Generics firms accused of anti-competitive hydrocortisone deal

The Competition and Markets Authority has accused generic drug distributors Auden Mckenzie and Waymade of engaging in illegal anti-competitive agreements over hydrocortisone supply and potentially denying the NHS the chance to make savings on this vital medicine.

The CMA said on Thursday February 28 that it had provisionally found that between July 2011 and April 2015 Auden Mckenzie – then the sole supplier of hydrocortisone tablets in the UK – and rival Waymade had entered into the alleged illegal agreements whereby Waymade did not compete to supply the drug to the NHS.

“This may also have involved Auden Mckenzie abusing its dominant position by making monthly payments to Waymade not to enter the market,” the CMA said.

The watchdog provisionally found that Waymade was prepared to enter the market in May 2011 with stocks of 20mg hydrocortisone tablet but instead froze its stock until July 2015 as part of an alleged agreement involving monthly payments from Auden Mckenzie.

The CMA says that Waymade also obtained a licence to sell 10mg hydrocortisone tablets in 2012 but was persuaded not to enter the market when Auden Mckenzie dropped the price it charged Waymade from the market rate of around £32 per pack to £1.

The CMA said hydrocortisone tablets are an “essential” medication on the NHS and are the front line treatment for Addison’s disease. It noted: “From 2011 to 2015, while Auden Mckenzie remained the sole supplier of 20 mg hydrocortisone tablets, charges to the NHS rose from around £46 to £90 for a pack of 30 tablets, increasing the annual costs incurred by the NHS for the medicine from £1.7 million to £3.7 million.”

The companies now have the opportunity to make representations to the CMA.

If the CMA concludes in its final ruling that the illegal agreement did take place, the companies may face financial penalties of up to 10 per cent of their respective annual worldwide group turnover.

CMA executive director for enforcement Michael Grenfell said: “The CMA has today provisionally found that Auden Mckenzie and Waymade broke competition law through Auden Mckenzie paying it rival to stay out of the market.

“Hydrocortisone is a lifesaving drug for those suffering with Addison’s disease in the UK. The NHS should not be denied the opportunity of benefitting from an increased choice of suppliers and potential savings on what it spends on this essential drug.”

Waymade denied the provisional findings in a statement, saying: “[The company] has reviewed historic pricing of 20mg hydrocortisone tablets and is confident that the timing of Waymade PLC bringing its product to market did not influence the cost of the drugs to the NHS.

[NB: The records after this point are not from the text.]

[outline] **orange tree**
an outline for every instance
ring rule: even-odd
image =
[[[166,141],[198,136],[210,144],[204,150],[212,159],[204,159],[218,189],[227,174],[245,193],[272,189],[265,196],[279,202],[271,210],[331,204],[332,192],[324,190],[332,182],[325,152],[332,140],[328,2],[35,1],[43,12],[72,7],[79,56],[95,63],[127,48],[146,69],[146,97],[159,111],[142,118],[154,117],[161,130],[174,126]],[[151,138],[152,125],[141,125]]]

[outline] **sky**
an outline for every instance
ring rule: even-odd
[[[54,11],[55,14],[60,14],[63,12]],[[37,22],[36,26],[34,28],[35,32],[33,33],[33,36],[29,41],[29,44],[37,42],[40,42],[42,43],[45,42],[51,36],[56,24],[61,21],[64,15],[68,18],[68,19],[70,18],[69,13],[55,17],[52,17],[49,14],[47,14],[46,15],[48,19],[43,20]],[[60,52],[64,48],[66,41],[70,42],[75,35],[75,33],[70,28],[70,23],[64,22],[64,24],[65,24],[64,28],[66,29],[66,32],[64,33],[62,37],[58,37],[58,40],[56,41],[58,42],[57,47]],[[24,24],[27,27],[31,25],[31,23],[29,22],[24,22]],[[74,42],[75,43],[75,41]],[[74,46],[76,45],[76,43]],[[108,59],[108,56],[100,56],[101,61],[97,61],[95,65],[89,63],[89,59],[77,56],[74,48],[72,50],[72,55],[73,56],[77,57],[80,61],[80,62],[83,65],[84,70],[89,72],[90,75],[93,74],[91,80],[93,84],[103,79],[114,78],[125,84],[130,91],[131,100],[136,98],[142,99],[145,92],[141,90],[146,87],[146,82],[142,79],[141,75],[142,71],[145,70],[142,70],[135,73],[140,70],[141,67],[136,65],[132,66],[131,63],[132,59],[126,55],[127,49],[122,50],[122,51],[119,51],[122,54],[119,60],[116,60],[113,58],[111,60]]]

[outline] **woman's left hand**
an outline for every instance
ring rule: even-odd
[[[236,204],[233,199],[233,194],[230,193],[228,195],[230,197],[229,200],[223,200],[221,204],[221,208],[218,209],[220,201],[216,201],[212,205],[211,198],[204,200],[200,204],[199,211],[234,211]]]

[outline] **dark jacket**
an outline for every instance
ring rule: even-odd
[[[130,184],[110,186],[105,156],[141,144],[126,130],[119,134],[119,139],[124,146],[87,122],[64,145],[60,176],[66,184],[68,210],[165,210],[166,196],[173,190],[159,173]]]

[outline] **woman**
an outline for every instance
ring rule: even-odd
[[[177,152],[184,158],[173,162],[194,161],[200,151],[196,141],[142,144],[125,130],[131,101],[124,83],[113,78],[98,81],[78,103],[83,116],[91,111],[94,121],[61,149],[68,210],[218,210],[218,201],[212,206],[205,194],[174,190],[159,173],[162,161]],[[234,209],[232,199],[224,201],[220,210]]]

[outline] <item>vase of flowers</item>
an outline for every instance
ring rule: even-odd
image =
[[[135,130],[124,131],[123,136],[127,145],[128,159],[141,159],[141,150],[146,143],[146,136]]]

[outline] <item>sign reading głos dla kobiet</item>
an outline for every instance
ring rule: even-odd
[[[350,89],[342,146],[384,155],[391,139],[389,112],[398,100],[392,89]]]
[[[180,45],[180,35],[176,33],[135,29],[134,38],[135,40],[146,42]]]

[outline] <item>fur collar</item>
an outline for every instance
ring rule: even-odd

"We have expert economic evidence clearly showing that Waymade PLC had a strong incentive to bring its own product to market as soon as possible, even with the relevant agreement in place. Most importantly, it is clear that the price paid by the NHS (the drug tariff) for hydrocortisone 20mg tablets was not impacted by the agreement.”

Waymade said it had “worked hard” to cooperate with the CMA in its investigation and would now take the opportunity to “further explain its position” to the watchdog.

In December 2016, a separate CMA investigation accused Actavis UK, which acquired Auden Mckenzie in June 2015, of charging excessive prices to the NHS for 10mg hydrocortisone tablets following a 12,000 per cent price rise over the course of several years.